Innanzitutto Vittorio Boiocchi, tra le personalità più importanti della Nord, è stato ucciso. In seguito la pressione economica si è fatta più forte: “Si percepiva che c’era sempre una maggiore richiesta di denaro, si cercava di spremere là dove possibile. E c’era sempre più potere di chi gestiva”. E fa l’esempio dell’azienda più grossa che “prende quella più piccola per farci i soldi”. Un condizionamento, quindi, che arrivava dall’esterno nella figura di Bellocco, “che non era dei nostri”. Poi le parole di Beretta (“A me della maglia non frega niente”): “Svilenti, ti fanno incaz*are. Prendi il treno, la macchina, ti muovi per ovunque per l’Inter e poi ti senti dire che è solo una questione di soldi”. Come già avevamo anticipato in questo articolo, i parcheggi fuori da San Siro, dopo gli arresti, sono diventati gratuiti. Logico pensare che fossero i vertici ultrà a gestire questo business, che però non riguardava solo le partite, ma tutti gli eventi. Prima c’erano le forze dell’ordine che supervisionavano i passaggi e i parcheggi erano abusivi.
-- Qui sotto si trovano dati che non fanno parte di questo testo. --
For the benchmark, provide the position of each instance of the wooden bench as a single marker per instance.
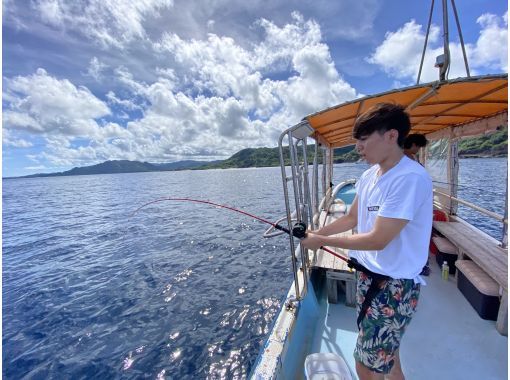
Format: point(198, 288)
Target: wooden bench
point(486, 253)
point(338, 274)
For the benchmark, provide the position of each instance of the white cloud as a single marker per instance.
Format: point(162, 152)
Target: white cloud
point(400, 53)
point(107, 22)
point(214, 98)
point(96, 68)
point(491, 47)
point(8, 139)
point(43, 104)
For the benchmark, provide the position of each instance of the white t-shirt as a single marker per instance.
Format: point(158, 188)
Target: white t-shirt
point(403, 192)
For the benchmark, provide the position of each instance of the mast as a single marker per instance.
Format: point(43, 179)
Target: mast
point(443, 61)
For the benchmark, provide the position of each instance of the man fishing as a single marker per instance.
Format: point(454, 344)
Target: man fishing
point(393, 215)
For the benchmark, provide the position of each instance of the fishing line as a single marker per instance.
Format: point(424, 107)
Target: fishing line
point(298, 230)
point(480, 189)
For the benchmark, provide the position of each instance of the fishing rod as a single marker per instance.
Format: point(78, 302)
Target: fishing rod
point(298, 230)
point(481, 189)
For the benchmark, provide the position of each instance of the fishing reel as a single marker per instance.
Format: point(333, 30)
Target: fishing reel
point(299, 230)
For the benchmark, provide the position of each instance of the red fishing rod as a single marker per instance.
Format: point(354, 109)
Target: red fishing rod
point(298, 230)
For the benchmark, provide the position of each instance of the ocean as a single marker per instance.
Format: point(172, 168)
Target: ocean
point(178, 290)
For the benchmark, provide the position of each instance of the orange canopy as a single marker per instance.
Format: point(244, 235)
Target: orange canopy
point(431, 106)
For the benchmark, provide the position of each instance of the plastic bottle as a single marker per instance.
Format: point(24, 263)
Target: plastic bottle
point(445, 270)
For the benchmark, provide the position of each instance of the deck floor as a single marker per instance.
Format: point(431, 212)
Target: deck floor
point(445, 340)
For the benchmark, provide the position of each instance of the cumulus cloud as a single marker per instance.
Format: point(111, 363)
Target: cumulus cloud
point(96, 68)
point(43, 104)
point(400, 53)
point(107, 22)
point(214, 98)
point(491, 47)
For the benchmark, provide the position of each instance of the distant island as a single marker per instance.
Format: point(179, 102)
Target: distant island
point(494, 145)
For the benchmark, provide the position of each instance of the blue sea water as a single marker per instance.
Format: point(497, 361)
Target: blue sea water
point(177, 291)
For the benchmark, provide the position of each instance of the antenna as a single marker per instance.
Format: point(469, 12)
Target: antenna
point(443, 60)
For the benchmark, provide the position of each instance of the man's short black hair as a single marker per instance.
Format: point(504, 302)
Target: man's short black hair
point(381, 118)
point(417, 139)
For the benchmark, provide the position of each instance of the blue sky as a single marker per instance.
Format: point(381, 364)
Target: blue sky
point(168, 80)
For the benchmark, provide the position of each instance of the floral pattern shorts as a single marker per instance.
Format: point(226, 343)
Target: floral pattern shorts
point(385, 322)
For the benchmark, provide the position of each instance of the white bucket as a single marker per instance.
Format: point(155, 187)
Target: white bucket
point(326, 366)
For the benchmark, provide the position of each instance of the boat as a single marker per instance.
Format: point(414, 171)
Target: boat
point(315, 332)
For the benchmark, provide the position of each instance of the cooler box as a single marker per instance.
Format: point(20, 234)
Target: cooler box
point(446, 251)
point(326, 366)
point(479, 288)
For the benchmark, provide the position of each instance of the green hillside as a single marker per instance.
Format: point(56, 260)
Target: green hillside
point(493, 145)
point(263, 157)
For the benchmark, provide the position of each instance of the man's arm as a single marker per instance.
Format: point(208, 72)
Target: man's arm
point(342, 224)
point(384, 231)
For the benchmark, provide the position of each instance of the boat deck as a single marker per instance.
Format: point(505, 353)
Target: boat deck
point(445, 340)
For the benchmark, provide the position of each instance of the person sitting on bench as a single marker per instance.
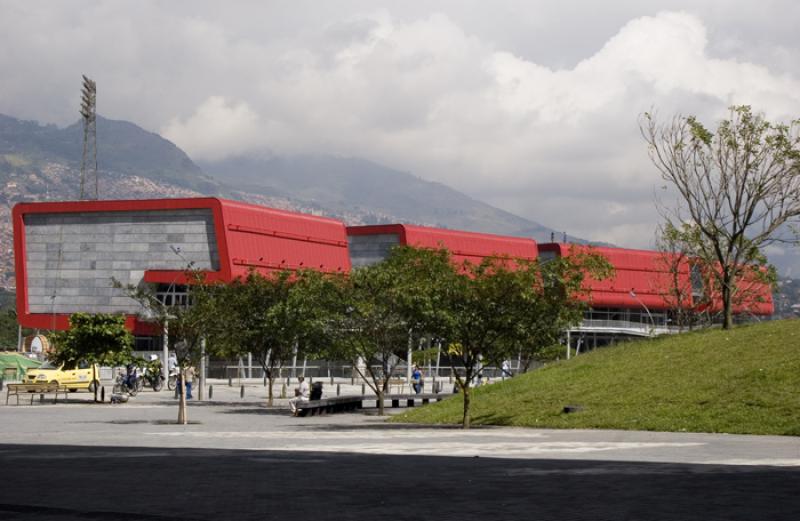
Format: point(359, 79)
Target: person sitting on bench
point(300, 395)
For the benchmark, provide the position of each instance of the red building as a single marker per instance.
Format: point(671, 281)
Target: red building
point(68, 252)
point(371, 244)
point(646, 293)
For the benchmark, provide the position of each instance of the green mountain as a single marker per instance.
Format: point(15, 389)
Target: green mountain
point(346, 185)
point(122, 149)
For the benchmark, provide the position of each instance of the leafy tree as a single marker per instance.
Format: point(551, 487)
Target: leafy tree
point(559, 301)
point(738, 188)
point(98, 339)
point(186, 324)
point(370, 325)
point(490, 311)
point(274, 317)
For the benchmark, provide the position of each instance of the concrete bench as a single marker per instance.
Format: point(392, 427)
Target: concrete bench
point(352, 403)
point(33, 389)
point(412, 398)
point(329, 405)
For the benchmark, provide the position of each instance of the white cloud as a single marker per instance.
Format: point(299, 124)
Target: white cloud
point(542, 123)
point(217, 129)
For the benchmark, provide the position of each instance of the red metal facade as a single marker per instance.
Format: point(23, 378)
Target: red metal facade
point(463, 246)
point(649, 274)
point(248, 236)
point(753, 296)
point(646, 273)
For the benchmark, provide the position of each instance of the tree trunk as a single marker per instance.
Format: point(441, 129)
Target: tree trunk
point(271, 380)
point(727, 304)
point(465, 420)
point(182, 412)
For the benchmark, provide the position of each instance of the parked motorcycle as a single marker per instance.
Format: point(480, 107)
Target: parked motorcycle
point(126, 383)
point(154, 379)
point(172, 380)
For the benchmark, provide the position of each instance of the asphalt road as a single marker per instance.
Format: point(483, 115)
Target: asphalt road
point(243, 461)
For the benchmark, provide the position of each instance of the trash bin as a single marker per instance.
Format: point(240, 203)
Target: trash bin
point(316, 391)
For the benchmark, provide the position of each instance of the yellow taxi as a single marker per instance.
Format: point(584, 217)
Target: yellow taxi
point(75, 376)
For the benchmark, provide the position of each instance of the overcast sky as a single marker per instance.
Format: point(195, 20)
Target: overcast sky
point(530, 106)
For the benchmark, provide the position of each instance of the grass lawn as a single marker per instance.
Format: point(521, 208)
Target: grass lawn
point(745, 381)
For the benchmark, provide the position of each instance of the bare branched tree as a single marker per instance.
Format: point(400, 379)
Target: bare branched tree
point(738, 188)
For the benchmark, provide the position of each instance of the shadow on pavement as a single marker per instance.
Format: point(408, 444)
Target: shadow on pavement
point(75, 483)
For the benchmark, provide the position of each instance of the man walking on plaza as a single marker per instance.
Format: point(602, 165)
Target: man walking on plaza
point(300, 395)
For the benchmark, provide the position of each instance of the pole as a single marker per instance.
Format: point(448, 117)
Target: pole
point(410, 355)
point(165, 348)
point(202, 369)
point(569, 341)
point(652, 321)
point(438, 358)
point(294, 360)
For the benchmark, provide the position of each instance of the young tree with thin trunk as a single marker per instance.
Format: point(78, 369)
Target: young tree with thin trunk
point(186, 324)
point(100, 339)
point(274, 317)
point(738, 191)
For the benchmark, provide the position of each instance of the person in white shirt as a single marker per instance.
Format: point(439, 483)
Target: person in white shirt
point(300, 395)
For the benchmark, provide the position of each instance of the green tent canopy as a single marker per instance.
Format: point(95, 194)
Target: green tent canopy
point(13, 365)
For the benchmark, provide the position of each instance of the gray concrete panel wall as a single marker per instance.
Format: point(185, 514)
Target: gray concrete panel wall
point(71, 258)
point(370, 249)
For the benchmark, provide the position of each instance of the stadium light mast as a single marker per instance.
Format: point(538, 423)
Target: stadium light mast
point(89, 115)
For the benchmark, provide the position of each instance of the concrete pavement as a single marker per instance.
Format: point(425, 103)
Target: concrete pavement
point(241, 460)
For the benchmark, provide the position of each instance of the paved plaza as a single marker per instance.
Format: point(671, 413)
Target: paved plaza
point(238, 459)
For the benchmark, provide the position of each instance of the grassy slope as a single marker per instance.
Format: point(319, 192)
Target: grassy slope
point(741, 381)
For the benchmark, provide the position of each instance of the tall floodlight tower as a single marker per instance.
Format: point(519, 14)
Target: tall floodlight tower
point(89, 114)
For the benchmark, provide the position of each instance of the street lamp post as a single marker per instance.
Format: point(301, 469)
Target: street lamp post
point(652, 321)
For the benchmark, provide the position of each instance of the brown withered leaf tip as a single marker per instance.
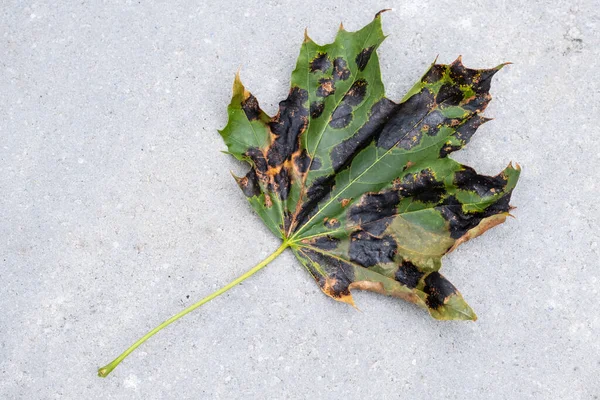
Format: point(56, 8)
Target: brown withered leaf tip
point(361, 187)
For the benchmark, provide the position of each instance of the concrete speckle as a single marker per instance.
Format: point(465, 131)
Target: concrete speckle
point(118, 208)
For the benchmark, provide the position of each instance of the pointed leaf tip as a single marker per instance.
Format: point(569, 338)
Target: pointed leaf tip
point(366, 198)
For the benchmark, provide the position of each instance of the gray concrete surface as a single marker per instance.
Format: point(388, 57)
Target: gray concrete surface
point(118, 209)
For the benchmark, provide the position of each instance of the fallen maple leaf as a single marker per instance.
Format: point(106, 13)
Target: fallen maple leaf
point(359, 187)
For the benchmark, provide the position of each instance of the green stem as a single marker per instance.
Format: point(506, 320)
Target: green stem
point(104, 371)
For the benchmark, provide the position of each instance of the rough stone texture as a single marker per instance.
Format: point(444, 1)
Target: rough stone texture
point(118, 209)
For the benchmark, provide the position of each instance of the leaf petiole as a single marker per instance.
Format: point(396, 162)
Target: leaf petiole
point(107, 369)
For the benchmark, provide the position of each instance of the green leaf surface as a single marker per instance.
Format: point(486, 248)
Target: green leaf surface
point(361, 187)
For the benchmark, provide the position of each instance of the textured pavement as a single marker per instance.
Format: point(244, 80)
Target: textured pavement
point(118, 209)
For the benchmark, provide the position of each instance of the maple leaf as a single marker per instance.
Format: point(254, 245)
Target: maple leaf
point(360, 187)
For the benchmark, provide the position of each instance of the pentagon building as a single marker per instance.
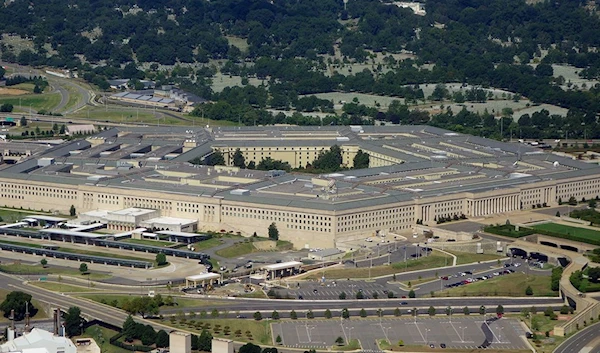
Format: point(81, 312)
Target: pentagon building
point(417, 173)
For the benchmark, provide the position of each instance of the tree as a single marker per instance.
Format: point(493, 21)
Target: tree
point(129, 328)
point(17, 301)
point(73, 320)
point(528, 290)
point(238, 159)
point(273, 232)
point(161, 259)
point(361, 160)
point(205, 341)
point(162, 339)
point(83, 268)
point(310, 314)
point(345, 313)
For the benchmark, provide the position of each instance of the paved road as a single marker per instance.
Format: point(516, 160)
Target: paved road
point(584, 341)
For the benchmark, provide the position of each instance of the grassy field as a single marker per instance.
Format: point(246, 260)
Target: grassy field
point(513, 284)
point(45, 101)
point(583, 234)
point(62, 287)
point(259, 330)
point(102, 336)
point(41, 314)
point(467, 258)
point(434, 260)
point(39, 270)
point(182, 303)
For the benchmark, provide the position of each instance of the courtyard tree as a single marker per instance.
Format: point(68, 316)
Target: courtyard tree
point(83, 268)
point(161, 259)
point(273, 232)
point(17, 301)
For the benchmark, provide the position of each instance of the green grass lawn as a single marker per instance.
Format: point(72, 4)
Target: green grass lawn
point(102, 336)
point(513, 284)
point(581, 234)
point(259, 331)
point(41, 313)
point(467, 258)
point(236, 250)
point(435, 259)
point(39, 270)
point(44, 101)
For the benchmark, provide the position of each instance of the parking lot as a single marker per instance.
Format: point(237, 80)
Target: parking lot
point(459, 333)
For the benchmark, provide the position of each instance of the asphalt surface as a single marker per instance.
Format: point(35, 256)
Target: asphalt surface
point(584, 341)
point(458, 333)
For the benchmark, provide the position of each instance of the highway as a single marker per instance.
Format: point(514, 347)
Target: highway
point(584, 341)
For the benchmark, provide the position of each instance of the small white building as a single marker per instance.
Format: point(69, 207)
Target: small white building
point(38, 339)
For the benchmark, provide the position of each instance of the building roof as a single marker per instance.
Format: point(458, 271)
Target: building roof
point(39, 338)
point(203, 276)
point(281, 266)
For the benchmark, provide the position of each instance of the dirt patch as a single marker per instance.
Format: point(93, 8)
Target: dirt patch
point(11, 91)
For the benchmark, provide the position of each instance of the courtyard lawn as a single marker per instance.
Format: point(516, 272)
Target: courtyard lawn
point(433, 260)
point(575, 233)
point(41, 313)
point(257, 332)
point(513, 284)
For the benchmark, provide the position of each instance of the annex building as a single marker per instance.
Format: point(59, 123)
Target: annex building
point(417, 173)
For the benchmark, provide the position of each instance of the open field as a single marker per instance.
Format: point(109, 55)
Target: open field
point(41, 314)
point(513, 284)
point(259, 330)
point(45, 101)
point(434, 260)
point(62, 287)
point(102, 336)
point(467, 258)
point(581, 234)
point(39, 270)
point(181, 303)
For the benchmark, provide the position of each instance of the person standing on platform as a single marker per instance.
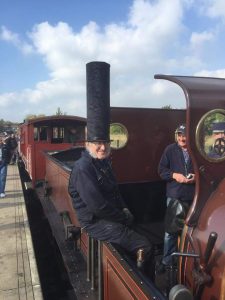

Adesso che i controlli sono a zero, con i leader della curva in carcere, sono persino diventati gratis. “Prima parlavamo comunque di 30 euro a posteggio per 1500 o 2000 macchine”, aggiunge. “San Siro è un simbolo” e prenderselo non significa rimanere nell’hinterland, concentrarsi sul mercato periferico, ma insidiarsi a Milano: “Non avrei mai pensato che lo stadio potesse appartenere a una struttura del genere”. Si parla, è noto, di ‘ndrangheta, quella “struttura” già presente nel capoluogo lombardo e che tramite la curva voleva controllare la sicurezza dei locali e dei vip come Fedez. Insomma, per diventare ancora di più “gli occhi e le orecchie” della città.
“Se ho paura a parlare di ‘ndrangheta? Ti dico la verità, sì. È un potere che non si era mai visto nel nostro ambiente”, confessa. E queste remore sono evidenti quando gli vengono chiesti i nomi delle famiglie di cui si è parlato. I De Stefano e i Flachi, per esempio: “Mai visti in curva. Sono nomi che non voglio mettermi in bocca”. Ribadisce però che “noi siamo tifosi, non facciamo i soldi sugli altri. Il nostro è un mondo che non avrei mai pensato potesse appartenere a una struttura del genere”. Il punto è questo: quando chi è responsabile delle curve deve rispondere a qualcuno che sta sopra, allora si perde il senso dell’essere ultras. E la politica? “Né il sindaco né nessun altro hanno parlato di questa situazione. Nessuno sapeva niente? A me sembra una cosa assurda”. Inutile, ci dice, parlare della curva come “il male”. Non è giusto scaricare le colpe sui tifosi: “Ci sono cose che esulano, che non c’entrano un caz*o con il tifo”. La percezione è di una città che “sta venendo presa in mano” da un potere esterno. Il simbolo dell’Inter e del Milan insediato da potenti famiglie criminali calabresi. Nel mezzo il calcio, l’amore per una squadra, la condivisione di un ideale. Una cosa è certa: “Sapevamo già tutto”. E da adesso in poi sarà difficile far finta di niente.